Prove: $2^{n+2}\ge n^3 $ for every natural n

I got this exercise from TAU logarithms exercises, I tried to do the all usual induction technique but I got to a weird dead end:

I do the induction proof and I get to: $$2^{n+2}+2^{n+2} \ge n^3 +3n^2+3n+1$$

So $2^{n+2}\ge n^3$ and I try another induction proof and I get to:

$$2^{n+2}+2^{n+2} \ge 3n^2+3n+1+6n+6$$

So $2^{n+2}\ge 3n^2+3n+1$ and I try another induction proof but I get a wrong answer for the base case (which I think will be $n=2$ at this step) because $2^4$ is not greater than $18$

What am I doing wrong here?

If there are any other ways to solve this, it will also be welcomed.

Answer 1

Hint: Multiplying $$2^{n+2}\geq n^3$$ by $$2$$ we get

$$2^{n+3}\geq 2n^3$$ and you must show that $$2n^3>(n+1)^3$$

Answer 2

I'll just try to outline a way that popped into my head. As a base, for $n=0$, note that $2^2\geq 0$.

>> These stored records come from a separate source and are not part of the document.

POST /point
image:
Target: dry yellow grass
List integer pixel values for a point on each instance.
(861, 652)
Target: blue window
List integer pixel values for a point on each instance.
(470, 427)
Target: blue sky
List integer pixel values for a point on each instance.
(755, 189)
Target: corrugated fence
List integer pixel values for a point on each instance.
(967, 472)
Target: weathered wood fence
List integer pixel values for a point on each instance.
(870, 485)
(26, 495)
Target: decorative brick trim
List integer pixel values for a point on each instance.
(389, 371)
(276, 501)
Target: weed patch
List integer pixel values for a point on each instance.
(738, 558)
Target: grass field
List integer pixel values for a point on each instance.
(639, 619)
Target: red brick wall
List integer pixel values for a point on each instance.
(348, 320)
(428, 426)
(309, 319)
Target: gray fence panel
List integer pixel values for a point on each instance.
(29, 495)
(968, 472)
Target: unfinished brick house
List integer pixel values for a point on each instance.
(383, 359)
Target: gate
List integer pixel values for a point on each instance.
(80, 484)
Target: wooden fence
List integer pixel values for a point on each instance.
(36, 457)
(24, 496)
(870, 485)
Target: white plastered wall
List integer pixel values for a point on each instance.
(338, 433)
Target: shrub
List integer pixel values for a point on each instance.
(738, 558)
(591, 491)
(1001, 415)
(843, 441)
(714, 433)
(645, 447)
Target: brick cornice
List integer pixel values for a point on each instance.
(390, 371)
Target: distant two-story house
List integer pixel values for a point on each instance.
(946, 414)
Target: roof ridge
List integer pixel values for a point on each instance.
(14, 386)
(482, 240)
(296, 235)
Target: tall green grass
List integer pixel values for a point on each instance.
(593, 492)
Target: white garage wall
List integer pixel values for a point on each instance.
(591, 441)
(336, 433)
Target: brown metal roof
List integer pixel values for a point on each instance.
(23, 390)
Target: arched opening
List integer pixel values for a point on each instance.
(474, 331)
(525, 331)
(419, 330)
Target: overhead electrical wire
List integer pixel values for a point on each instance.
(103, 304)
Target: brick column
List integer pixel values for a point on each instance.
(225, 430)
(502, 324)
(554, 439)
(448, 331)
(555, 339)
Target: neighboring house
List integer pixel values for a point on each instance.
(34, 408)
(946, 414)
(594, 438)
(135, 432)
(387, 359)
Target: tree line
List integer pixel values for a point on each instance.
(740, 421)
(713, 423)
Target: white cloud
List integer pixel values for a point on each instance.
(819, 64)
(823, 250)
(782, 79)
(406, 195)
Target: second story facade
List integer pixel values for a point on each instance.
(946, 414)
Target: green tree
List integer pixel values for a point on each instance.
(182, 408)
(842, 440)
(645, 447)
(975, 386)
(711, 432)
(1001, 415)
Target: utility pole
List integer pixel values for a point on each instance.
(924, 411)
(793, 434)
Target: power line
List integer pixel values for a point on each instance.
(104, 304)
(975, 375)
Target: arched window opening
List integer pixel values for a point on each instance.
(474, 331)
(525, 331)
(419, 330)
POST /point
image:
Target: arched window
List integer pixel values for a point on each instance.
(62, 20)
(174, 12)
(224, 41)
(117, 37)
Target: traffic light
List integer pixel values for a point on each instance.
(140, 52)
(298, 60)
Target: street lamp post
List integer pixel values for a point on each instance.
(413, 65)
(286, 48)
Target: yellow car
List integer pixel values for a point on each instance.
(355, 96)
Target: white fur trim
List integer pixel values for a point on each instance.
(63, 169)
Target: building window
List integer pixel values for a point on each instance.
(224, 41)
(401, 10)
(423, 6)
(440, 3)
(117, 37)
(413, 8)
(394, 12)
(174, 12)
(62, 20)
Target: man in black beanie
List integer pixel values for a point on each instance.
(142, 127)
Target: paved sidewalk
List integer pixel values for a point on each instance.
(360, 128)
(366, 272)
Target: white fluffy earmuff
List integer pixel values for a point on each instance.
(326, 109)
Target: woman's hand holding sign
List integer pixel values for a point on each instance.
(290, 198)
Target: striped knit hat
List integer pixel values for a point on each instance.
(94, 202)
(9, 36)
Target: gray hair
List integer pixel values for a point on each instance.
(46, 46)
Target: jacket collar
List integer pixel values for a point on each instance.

For the induction step, suppose $2^{n+2}\geq n^3$ for some $n$. Then $$2^{(n+1)+2}=2^{(n+2)+1}=2^{n+2}\cdot 2\geq n^3\cdot 2$$ by the induction hypothesis. Now, you just have to show that $2n^3\geq (n+1)^3$ from which then follows that

$$2^{(n+1)+2}\geq (n+1)^3$$

which is what you wanted to establish.

Answer 3

Going from n to n+1, the left side is multiplied by 2. The right side is multiplied by $((n+1)/n)^3$. The right side grows slower if $((n+1)/n)^3 < 2$, or $1+1/n < 2^{1/3} ≈ 1.26$, or $1/n < 0.26$, or $n > 1/0.26 ≈ 3.847$ or n ≥ 4.

So you prove the statement by hand for n = 1, 2, 3, 4. For n ≥ 4, $((n+1)/n)^3 < 2$, so $2^{n+2} > n^3$ implies $2^{n+3} > (n+1)^3$.